Comment3--"(b) specified datasets which do not exist, in which case the default RSE expression (ie just DUNE_US_FNAL_DISK_STAGE) is used. " it is not clear if the default RSE expression to which you refer applies to (b) or to both (a) and (b). Also it appears that if per-RSE data sets are made then according to this description (1) there will be no rule pinning them to their initial destination, leaving them vulnerable to deletion and (2) the rule will have to be manually made on the aggregate dataset of all RSE-specific data sets. Do I understand this correctly?
re. (2) there are in principle two defaults, the default RSE location and the default lifetime of the rule.
In all of this the priority has to be to take all steps to avoid inadvertent loss of data. What we have found that if any step of that sequence of getting the data back is manual, someone will forget to do it at some point.
There's no default lifetime. If justIN is going to create the dataset, the user is forced to pick the lifetime themselves. In the current scenario, justIN checks at stage creation time if the dataset exists and if not, returns an error if no lifetime is given. ie the justin command displays it immediately to the user. In the new third scenario, where even the dataset name is not given, justIN will again return an error if no lifetime is given.
We would like to see this coded up because it could help considerably with the issues we are seeing with orphaned replicas at remote sites.. the issue of how and where the rules are made remains a potential stopping point. The last 2-3 months show that if the user (even expert production user) can do the wrong thing, they will. We need to be sure that files are protected by Rule at all stages of the lifetime.
This is included in 01.01
Request
This is similar to #137 which is for logs tgz files.
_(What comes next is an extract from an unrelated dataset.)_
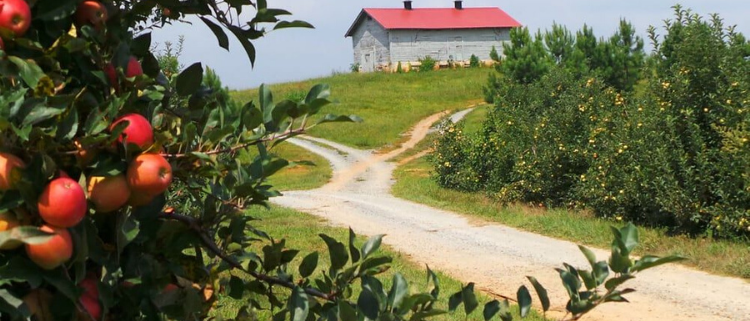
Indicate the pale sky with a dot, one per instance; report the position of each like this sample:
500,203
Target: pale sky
296,54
Currently, if an output pattern for a stage within a workflow gives a Rucio dataset as the output location, then if that dataset does not exist when the workflow is promoted from submitted to running, then the justin-finder agent creates the dataset with the default rule of transferring the files to DUNE_US_FNAL_DISK_STAGE irrespective of which nearby RSE they are uploaded to by the wrapper job. Originally we attempted to create general rules to leave the files on the initial RSE by default and to reinstate this feature, the proposal is to create per-RSE datasets each with a rule to leave files on that RSE.
Implementation
The plan is to leave things unchanged for (a) pre-existing datasets and (b) specified datasets which do not exist, in which case the default RSE expression (ie just DUNE_US_FNAL_DISK_STAGE) is used. Instead, a new feature will be added to the --output-pattern option. Currently, the value of this option is PATTERN:DESTINATION where DESTINATION is a direct https URL prefix or a Rucio dataset. This will be extended so that if :DESTINATION is omitted then per-RSE datasets will be created, with names based on the workflow and stage ID.